Twice a week I attend an early morning yoga class. I was skeptical about yoga when I started. I had heard that for maintaining or increasing flexibility it's nearly unmatched. So roughly ten years ago I gave it a try. I'm totally hooked. It is a fantastic way to work on flexibility. It does way more than that, too. It also encourages mindfulness. I've grown to value that part just as much.
Often at the beginning of class the first instruction we receive is an encouragement to turn our focus toward our breath. Concentrating on your breathing helps you let go of the things cluttering your mind. The instructor then invites us to "arrive" in our body and on our mat. This used to sound "new-agey" to me. It doesn't anymore. It doesn't because it's actually a very helpful practice. Both in yoga and in life! I do need help arriving in and focusing on my body (and on what's important in life) because my focus is usually splintered toward a whole host of things from mentally reviewing my schedule for the day to rehashing a hard conversation I had the evening prior - with loads of other mental distractions in between. "Arriving" helps me clear those distractions away and gives me a more singular focus.

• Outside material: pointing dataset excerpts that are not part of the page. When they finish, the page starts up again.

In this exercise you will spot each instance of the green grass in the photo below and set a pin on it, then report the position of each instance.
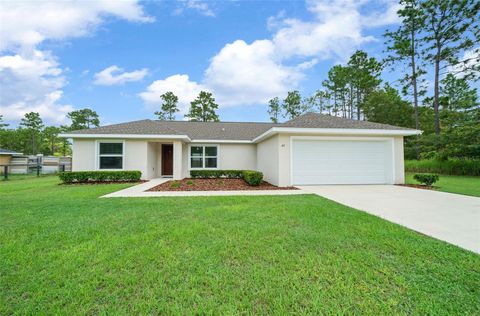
(64, 251)
(453, 184)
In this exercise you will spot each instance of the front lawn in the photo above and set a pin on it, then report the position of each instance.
(453, 184)
(64, 251)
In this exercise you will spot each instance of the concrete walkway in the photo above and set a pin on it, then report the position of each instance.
(453, 218)
(139, 191)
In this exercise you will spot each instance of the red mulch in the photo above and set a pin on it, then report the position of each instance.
(102, 182)
(214, 185)
(418, 186)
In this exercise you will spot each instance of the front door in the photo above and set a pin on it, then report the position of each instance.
(167, 159)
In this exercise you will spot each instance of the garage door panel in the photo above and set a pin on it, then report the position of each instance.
(341, 162)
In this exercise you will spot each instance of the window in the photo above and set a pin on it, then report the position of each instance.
(110, 155)
(203, 157)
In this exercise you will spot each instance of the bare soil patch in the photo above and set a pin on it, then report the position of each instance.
(214, 185)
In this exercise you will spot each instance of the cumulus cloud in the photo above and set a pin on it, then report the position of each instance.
(32, 80)
(115, 75)
(181, 85)
(200, 6)
(244, 73)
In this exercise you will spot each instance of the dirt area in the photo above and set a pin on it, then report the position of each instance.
(214, 185)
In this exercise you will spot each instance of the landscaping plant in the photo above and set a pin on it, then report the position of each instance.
(427, 179)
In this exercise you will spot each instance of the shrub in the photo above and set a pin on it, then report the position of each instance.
(211, 174)
(426, 178)
(100, 176)
(253, 178)
(459, 167)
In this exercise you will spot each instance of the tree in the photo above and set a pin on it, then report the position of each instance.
(403, 46)
(274, 109)
(292, 104)
(50, 136)
(65, 146)
(364, 75)
(387, 107)
(168, 107)
(203, 108)
(33, 124)
(83, 119)
(2, 125)
(451, 27)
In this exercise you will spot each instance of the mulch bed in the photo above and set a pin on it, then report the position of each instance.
(102, 182)
(418, 186)
(214, 185)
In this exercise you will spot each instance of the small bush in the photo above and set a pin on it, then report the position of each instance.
(212, 174)
(456, 167)
(100, 176)
(426, 178)
(253, 178)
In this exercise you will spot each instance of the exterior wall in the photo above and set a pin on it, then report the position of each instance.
(273, 158)
(152, 170)
(268, 159)
(237, 156)
(4, 160)
(398, 156)
(83, 155)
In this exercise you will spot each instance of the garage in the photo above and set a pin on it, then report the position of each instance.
(342, 161)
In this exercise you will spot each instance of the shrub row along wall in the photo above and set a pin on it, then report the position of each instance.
(252, 177)
(100, 176)
(459, 167)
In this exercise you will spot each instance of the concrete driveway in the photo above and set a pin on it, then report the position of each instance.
(450, 217)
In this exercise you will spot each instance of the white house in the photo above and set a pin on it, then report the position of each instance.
(310, 149)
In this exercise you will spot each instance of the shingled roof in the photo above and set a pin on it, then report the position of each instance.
(229, 130)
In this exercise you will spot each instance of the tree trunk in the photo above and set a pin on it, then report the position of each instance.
(415, 93)
(436, 101)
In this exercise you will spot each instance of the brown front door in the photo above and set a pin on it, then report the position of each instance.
(167, 160)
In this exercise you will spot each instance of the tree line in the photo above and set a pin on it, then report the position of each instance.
(32, 137)
(428, 43)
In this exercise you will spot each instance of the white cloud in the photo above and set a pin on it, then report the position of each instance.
(180, 85)
(31, 84)
(32, 80)
(244, 73)
(114, 75)
(200, 6)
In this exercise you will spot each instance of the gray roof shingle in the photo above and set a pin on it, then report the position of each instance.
(230, 130)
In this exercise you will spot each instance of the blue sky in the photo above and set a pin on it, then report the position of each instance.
(118, 57)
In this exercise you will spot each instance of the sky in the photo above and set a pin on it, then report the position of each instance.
(118, 57)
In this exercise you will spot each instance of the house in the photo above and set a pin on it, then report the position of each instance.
(310, 149)
(6, 156)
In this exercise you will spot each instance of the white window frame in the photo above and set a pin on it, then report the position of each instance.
(203, 156)
(97, 154)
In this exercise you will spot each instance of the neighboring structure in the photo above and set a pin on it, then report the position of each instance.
(6, 156)
(310, 149)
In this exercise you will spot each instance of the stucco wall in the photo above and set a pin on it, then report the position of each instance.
(268, 159)
(83, 155)
(284, 158)
(238, 156)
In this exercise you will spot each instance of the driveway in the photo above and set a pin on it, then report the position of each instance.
(450, 217)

This morning after class I started thinking about another kind of "arriving" - the arrival of Advent, which itself means "arrival." Mother Theresa once indicated her concern that we in the Western world are so dulled by superficial distractions that we are incapable of hearing the voice of God calling to us from within, let alone listening to it.
Because Advent invites us to focus on God coming into our midst, or as Eugene Peterson puts it - moving into the neighborhood, I want to focus well. I want to resist superficial distractions and arrive in this present moment with an openness and readiness for the arrival of the One who moved into our neighborhood to be near us with grace and truth and light and love and joy.